Bite-Sized Business Law
James Park on the Valuation Treadmill
It seems that the very purpose of a corporation, to make money over the long run, has been dashed by incentives to perform quarter after quarter. As the American attention span diminishes while our hunger for instant gratification and constant growth intensifies, how should the law evolve? How should corporations adapt? What is the SEC’s role in reigning it all in? During this episode, we are joined by UCLA Law Professor James Park, a leading expert in securities regulation, public companies, and securities fraud. Join us as we discuss his book, The Valuation Treadmill which delves into familiar case studies, including Xerox, Penn Central, and Apple, to consider how the constant pressure to meet projections causes public companies to commit securities fraud. Touching on the PSLRA, Sarbanes-Oxley, Dodd-Frank, and the concept of real earnings management, we discuss the pressure public companies face to meet earnings projections and the lengths to which they’ll go to keep pace with such projections. Is valuation pressure inevitable in our economy or are there ways around it?
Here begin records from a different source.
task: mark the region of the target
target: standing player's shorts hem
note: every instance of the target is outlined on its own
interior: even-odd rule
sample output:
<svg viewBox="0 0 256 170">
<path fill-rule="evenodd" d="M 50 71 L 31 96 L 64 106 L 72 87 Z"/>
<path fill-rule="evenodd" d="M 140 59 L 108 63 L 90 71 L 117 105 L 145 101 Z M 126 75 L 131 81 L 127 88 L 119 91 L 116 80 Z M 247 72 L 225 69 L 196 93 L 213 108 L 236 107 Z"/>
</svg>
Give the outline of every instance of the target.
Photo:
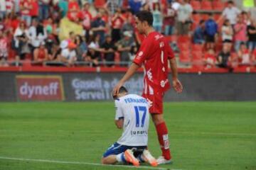
<svg viewBox="0 0 256 170">
<path fill-rule="evenodd" d="M 117 155 L 125 152 L 127 149 L 131 149 L 132 148 L 137 149 L 137 152 L 138 152 L 137 154 L 139 154 L 140 152 L 142 153 L 143 149 L 146 149 L 146 147 L 147 147 L 146 146 L 137 146 L 137 147 L 126 146 L 115 142 L 110 147 L 109 147 L 107 150 L 103 154 L 103 157 L 107 157 L 112 154 Z"/>
<path fill-rule="evenodd" d="M 155 92 L 154 94 L 142 94 L 149 102 L 149 113 L 162 114 L 163 113 L 163 92 Z"/>
</svg>

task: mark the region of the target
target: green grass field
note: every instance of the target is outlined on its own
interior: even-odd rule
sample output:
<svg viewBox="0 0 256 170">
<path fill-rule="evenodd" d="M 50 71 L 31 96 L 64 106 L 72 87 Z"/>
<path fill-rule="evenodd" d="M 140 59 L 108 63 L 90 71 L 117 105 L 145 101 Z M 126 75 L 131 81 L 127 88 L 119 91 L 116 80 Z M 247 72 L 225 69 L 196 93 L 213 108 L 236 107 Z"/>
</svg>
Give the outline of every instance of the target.
<svg viewBox="0 0 256 170">
<path fill-rule="evenodd" d="M 0 103 L 0 169 L 131 169 L 100 164 L 122 132 L 113 106 Z M 256 102 L 166 103 L 164 112 L 174 162 L 158 169 L 256 169 Z M 149 147 L 159 156 L 152 123 Z"/>
</svg>

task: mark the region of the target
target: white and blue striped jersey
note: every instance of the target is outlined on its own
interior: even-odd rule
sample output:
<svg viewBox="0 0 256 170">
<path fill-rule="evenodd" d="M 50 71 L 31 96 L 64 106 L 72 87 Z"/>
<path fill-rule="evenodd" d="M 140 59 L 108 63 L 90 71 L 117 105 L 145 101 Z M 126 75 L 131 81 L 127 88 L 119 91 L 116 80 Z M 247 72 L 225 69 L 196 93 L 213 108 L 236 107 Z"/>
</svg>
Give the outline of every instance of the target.
<svg viewBox="0 0 256 170">
<path fill-rule="evenodd" d="M 146 99 L 127 94 L 116 100 L 114 104 L 115 120 L 124 119 L 123 132 L 117 142 L 127 146 L 146 146 L 149 125 Z"/>
</svg>

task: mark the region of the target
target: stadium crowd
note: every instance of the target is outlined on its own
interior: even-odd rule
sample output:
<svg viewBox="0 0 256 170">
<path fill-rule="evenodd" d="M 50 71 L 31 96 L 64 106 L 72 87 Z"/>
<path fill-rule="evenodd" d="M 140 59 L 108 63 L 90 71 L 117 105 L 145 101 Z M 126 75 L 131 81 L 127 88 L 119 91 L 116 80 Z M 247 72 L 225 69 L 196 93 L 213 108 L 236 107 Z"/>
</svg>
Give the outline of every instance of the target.
<svg viewBox="0 0 256 170">
<path fill-rule="evenodd" d="M 0 0 L 0 67 L 127 67 L 144 39 L 141 10 L 181 66 L 256 64 L 256 18 L 233 1 Z"/>
</svg>

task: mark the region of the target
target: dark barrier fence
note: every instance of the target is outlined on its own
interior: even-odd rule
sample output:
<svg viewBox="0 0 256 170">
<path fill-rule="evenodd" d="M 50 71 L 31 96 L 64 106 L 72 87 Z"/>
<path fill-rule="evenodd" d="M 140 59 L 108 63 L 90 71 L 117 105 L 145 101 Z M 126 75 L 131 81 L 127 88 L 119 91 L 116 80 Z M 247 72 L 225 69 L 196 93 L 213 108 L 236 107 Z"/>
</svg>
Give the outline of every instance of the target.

Hear James’s ideas, learn more about what drives certain companies to commit securities fraud, and decide whether there’s a way off of this treadmill.
Key Points From This Episode:
•The shift that has occurred in keeping with the reduced American attention span.
•Introducing guest James Park, professor, author, and expert.
•His definition of the Valuation Treadmill.
•The utility of forecasting and the related dark side.
•Xerox as a case study.
•Penn Central and the surrounding scandal that caused us to lose faith in managers.
•How the story of Apple’s early products demonstrates the necessity of understanding the risk of investing in tech.
•The PSLRA passed in 1995 and how it offers protection for projections.
•Considering criticisms of the PSLRA and to what extent it was successful.
•Where Sarbanes-Oxley and Dodd-Frank fit into this conversation.
•The method of real earnings management.
•Why there are bigger losses at stake when misrepresenting the numbers.
•Finding better ways to embrace disclosure.
•The impact executive compensation packages have on securities fraud.
•James’s suggestion that proving a motive is sufficient and why it is controversial.
•Why the duty disclose is only going to get stronger.